Unos pocos días después de su muerte, casi por casualidad, vi la película de dibujos animados “Coco”, y me impactó mucho más de lo que imaginan. Para quienes no la conozcan, y sin jorobarles la historia, les diré simplemente que trata de un niño mexicano y del día de Todos los Santos, y ya saben ustedes la importancia del culto a la muerte por aquellos lares. En la película había algo que siempre estará asociado a mi padre: que solo mueren de verdad aquellos que son olvidados. Mi padre sentía una tristeza inexplicable cuando visitaba el cementerio y recorría algunas tumbas llenas de telarañas, de suciedad y de olvido, mucho más visibles si estaban entre otras cubiertas de flores y velones. Siempre me decía: “Pobrecillos, no tienen a nadie que se acuerde de ellos, que los mantengan vivos en sus corazones”. Yo, muy joven entonces, no me atrevía a contradecirlo, me imponía mucho aquel lugar, y lo acompañaba un tanto forzada a visitar las tumbas de mis abuelos, pero solo el día de Todos los Santos, después no me volvían a ver el pelo por allí hasta el año siguiente y por visita obligada con la familia. Pero entendía que eso no quería decir que no me acordara de mis abuelos, solo que no era un lugar agradable para visitar. Así que yo pensaba, que no porque las tumbas estuviesen descuidadas, quería decir que sus allegados no los mantuvieran vivos en el corazón.
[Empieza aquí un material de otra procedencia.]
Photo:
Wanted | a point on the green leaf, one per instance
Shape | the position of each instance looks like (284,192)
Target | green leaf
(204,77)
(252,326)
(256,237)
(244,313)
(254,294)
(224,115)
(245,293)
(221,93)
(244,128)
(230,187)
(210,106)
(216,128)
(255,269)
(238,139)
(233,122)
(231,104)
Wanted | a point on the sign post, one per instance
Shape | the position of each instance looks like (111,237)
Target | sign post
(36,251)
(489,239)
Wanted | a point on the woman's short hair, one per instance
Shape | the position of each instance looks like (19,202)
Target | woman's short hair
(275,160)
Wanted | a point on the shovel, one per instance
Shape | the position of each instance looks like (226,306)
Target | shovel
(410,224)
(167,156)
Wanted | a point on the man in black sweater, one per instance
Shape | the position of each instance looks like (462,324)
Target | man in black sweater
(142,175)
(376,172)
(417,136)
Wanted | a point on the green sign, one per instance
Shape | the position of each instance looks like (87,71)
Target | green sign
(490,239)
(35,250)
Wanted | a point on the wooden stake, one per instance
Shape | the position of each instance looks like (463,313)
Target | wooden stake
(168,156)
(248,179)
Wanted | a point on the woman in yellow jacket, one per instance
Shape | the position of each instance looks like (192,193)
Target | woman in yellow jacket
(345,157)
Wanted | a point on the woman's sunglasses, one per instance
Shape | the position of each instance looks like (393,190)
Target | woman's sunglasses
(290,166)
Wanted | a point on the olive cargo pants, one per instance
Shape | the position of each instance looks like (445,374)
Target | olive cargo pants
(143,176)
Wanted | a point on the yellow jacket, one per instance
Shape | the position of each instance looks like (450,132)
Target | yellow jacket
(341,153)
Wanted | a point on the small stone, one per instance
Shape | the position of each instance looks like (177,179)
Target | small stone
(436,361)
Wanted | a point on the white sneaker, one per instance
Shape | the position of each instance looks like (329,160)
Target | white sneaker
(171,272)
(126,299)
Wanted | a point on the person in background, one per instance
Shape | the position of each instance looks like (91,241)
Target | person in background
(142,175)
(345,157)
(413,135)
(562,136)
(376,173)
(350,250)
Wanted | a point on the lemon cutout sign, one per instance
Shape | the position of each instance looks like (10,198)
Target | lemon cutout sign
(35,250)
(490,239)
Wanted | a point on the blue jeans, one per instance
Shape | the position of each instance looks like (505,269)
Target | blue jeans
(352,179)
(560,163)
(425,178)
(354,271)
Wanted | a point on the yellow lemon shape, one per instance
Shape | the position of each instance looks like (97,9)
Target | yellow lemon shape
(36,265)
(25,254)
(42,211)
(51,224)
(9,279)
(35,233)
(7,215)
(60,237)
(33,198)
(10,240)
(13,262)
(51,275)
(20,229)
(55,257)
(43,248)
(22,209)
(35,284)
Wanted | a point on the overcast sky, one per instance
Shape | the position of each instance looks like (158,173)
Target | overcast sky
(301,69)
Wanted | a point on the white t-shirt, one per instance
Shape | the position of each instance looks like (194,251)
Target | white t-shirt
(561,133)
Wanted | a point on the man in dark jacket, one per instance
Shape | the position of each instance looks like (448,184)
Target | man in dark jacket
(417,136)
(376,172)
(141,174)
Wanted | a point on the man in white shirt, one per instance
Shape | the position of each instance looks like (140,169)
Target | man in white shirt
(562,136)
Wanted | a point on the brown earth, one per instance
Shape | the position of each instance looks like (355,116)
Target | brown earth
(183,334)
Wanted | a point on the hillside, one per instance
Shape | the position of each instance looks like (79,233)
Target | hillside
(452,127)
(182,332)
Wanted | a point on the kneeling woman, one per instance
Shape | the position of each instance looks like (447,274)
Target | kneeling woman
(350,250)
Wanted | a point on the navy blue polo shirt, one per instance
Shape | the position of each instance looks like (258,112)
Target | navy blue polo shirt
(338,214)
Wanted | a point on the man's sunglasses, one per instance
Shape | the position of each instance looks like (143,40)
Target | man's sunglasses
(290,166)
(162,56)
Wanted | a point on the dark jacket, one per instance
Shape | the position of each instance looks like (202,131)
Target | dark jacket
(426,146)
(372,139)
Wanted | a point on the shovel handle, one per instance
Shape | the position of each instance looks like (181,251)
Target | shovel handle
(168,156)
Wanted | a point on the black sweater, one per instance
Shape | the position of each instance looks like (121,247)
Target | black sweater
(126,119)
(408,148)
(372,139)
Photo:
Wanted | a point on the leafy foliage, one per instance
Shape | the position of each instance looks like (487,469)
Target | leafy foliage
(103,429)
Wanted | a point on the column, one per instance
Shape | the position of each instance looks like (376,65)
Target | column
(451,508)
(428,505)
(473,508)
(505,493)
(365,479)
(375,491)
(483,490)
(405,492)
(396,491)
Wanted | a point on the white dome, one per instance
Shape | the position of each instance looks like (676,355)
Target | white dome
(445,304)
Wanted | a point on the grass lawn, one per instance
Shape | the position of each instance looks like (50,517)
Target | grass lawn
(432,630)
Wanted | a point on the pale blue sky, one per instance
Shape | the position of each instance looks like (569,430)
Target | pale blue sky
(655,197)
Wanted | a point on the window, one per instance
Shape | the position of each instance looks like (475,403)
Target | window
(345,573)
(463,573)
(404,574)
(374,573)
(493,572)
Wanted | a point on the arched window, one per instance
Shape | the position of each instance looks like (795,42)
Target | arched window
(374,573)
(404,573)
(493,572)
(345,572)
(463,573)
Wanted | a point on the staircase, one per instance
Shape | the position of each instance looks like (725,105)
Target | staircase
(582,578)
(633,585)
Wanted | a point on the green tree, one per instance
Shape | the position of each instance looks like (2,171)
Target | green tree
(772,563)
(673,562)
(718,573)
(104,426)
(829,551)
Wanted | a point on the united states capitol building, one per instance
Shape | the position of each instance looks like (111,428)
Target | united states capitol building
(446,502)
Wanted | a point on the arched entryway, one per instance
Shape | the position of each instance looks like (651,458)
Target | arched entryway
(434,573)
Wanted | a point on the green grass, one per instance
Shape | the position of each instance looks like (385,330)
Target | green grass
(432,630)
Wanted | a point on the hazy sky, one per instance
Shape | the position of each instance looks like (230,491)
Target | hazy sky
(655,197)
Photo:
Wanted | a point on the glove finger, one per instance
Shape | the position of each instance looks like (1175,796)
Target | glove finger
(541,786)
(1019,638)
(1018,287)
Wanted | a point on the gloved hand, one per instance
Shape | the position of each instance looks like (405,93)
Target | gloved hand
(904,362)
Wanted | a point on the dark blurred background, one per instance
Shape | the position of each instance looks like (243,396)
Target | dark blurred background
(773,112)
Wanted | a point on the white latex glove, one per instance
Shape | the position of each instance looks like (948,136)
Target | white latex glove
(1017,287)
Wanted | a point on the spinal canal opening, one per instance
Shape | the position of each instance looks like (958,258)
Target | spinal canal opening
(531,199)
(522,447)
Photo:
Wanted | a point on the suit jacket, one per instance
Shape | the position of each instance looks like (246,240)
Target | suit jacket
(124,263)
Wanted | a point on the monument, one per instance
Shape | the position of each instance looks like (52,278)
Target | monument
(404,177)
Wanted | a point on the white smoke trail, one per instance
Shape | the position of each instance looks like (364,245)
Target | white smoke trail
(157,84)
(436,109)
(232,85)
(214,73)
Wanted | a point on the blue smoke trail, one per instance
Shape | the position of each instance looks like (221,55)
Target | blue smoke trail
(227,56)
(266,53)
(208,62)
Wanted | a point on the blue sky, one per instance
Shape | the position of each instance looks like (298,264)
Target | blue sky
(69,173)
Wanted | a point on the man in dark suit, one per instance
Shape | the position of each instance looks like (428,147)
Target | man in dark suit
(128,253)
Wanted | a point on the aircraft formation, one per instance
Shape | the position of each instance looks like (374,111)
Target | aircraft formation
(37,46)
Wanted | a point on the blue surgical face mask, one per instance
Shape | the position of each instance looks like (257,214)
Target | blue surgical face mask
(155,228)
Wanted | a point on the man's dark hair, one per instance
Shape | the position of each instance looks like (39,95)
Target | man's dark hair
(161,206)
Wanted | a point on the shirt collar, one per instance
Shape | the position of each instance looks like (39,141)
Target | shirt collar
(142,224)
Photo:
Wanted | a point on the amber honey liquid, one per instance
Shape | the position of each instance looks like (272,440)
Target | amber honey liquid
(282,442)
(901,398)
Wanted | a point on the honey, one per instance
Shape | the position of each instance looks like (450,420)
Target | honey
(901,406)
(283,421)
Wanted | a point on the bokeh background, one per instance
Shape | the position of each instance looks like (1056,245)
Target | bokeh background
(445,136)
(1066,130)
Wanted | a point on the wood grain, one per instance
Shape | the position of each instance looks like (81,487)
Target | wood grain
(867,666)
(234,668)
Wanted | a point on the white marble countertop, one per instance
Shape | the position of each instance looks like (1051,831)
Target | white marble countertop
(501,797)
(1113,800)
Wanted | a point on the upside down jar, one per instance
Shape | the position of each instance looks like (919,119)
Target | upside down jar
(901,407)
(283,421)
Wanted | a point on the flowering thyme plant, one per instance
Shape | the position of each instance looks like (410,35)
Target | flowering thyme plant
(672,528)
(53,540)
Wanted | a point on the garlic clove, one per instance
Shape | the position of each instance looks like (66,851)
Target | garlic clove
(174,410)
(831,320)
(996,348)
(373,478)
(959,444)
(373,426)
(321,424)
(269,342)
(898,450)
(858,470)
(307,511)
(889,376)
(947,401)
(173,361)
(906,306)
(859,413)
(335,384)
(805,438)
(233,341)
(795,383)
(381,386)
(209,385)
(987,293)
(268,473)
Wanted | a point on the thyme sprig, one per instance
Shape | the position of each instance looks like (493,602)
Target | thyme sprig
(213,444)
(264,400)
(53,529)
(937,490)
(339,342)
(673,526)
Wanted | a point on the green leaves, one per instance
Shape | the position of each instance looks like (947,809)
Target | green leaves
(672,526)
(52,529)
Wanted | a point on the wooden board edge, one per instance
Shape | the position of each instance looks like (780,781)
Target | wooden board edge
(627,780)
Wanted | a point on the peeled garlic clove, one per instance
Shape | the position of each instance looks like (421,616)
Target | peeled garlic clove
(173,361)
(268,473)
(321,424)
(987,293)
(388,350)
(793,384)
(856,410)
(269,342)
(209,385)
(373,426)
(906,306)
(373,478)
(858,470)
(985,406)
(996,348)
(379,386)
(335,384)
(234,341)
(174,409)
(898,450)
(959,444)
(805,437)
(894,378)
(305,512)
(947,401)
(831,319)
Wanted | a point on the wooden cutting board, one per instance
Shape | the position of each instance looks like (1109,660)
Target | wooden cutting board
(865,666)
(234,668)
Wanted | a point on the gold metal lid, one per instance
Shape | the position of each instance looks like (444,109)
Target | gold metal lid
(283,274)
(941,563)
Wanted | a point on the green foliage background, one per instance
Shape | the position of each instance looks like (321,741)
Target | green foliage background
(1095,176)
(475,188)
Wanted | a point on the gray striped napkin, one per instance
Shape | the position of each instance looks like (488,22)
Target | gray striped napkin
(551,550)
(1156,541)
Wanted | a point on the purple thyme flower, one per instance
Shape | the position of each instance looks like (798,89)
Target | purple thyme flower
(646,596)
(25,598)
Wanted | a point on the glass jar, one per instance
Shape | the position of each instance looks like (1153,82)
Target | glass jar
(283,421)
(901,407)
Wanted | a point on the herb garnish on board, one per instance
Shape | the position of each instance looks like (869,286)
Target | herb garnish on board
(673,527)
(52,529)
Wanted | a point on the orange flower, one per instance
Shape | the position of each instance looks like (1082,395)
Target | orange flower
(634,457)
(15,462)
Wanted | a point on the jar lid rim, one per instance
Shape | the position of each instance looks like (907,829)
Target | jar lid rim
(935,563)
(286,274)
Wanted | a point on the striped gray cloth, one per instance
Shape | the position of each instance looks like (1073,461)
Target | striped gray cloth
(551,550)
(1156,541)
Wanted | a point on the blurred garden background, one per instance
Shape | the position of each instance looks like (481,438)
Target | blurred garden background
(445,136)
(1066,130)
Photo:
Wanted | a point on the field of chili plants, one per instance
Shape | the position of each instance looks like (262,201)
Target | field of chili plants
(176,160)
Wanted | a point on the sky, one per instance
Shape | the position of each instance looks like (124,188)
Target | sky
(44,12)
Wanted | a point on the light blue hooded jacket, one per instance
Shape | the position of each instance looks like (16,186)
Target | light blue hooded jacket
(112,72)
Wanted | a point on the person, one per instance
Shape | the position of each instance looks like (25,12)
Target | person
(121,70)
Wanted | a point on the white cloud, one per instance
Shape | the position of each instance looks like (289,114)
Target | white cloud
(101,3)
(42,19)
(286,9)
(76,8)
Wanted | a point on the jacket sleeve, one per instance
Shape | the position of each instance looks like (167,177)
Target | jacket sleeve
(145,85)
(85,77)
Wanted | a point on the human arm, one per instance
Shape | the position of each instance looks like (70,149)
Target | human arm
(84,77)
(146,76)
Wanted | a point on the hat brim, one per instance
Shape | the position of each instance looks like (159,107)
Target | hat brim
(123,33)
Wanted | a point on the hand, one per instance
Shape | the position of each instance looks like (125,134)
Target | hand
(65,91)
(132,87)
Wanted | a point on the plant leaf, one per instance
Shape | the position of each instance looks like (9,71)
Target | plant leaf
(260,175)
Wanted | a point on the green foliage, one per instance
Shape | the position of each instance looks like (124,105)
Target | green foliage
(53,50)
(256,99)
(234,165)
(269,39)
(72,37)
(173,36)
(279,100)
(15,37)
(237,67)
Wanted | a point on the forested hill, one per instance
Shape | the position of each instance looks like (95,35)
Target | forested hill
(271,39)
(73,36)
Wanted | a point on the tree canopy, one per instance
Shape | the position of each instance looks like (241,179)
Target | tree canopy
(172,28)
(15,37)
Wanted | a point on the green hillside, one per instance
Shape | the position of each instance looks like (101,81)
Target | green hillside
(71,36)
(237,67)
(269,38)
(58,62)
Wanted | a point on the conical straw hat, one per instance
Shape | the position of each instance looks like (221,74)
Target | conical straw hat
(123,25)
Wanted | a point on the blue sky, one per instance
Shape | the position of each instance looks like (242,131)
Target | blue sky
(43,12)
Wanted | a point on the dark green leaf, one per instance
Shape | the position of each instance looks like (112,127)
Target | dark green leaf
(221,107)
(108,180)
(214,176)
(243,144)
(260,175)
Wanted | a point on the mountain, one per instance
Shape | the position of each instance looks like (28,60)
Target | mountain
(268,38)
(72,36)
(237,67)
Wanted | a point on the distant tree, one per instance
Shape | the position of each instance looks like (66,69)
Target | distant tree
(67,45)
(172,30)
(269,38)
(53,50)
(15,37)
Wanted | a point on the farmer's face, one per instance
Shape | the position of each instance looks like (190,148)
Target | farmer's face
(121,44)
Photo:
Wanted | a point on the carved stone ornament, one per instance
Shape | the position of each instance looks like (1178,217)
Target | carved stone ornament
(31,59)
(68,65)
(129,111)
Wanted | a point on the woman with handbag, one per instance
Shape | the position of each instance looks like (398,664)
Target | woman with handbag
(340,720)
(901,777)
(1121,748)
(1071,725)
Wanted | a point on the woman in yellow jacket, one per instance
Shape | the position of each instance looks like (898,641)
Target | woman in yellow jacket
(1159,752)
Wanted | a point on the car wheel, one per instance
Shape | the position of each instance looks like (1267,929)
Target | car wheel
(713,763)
Sin embargo, cuando él se fue, todo cambió para mí en muchos sentidos, pero sobre todo en el tema de entender lo solos que quedan los muertos… esa soledad tras las rejas, encerrados, por si alguno pretendiera evadirse de ellas… Entonces, consciente de esa lealtad debida al deseo tantas veces expresado por mi padre sobre el cuidado de las tumbas como una forma de no-olvido, se desarrolló en mí una capacidad extraordinaria de visitar el cementerio con agrado, de aprender con cada visita una nueva lección sobre la fugacidad de la vida, sobre las cosas realmente importante, sobre el equipaje a llevar… En una de esas meditaciones estaba cierto día cuando escuché una voz que venía de una de las esquinas cercanas. No. No se alarmen, no era voz de ultratumba, era de una mujer que, evidentemente, conversaba con alguien. No lo hacía en el tono de voz que el lugar requería, pero podría ser sordo su interlocutor, pensé. “Nescafé, nescafé del bueno” decía y repetía. No es que una sea una “licinciá” (sopera, metomentodo) como dicen en mi pueblo, es que lo oía aunque no quisiera. Y la mujer siguió: “No el nescafé de las marcas blancas, sino el auténtico. Y una buena lubina de pescadería, de la salvaje, no de las de piscifactorías. Y una piña de las buenas, de las de importación”. Ustedes pueden pensar que caminé hasta la voz para ver de qué iba aquello, pero lo cierto es que me marchaba ya y “casi” me venía de camino, lo cierto es que llegué justo para escuchar: “Pa que te jodas”, y comprobar con sorpresa que se dirigía a la tumba de su marido. Pasé junto a la anciana sin mirar siquiera y caminé a la salida un tanto azarada. En la puerta me encontré al sepulturero a quien le comenté lo ocurrido. Él, con una sonrisa, me dijo que venir a contarle “al marido” el menú diario era algo habitual. Y yo pensé que quién podría saber la vida que habría llevado aquella pobre mujer, las carencias a las que la tacañería del marido o la falta de medios de la vida la habrían conducido. Y me dije que sí, que hay una vida mucho mejor después de la muerte, sobre todo, después de la muerte de algunos.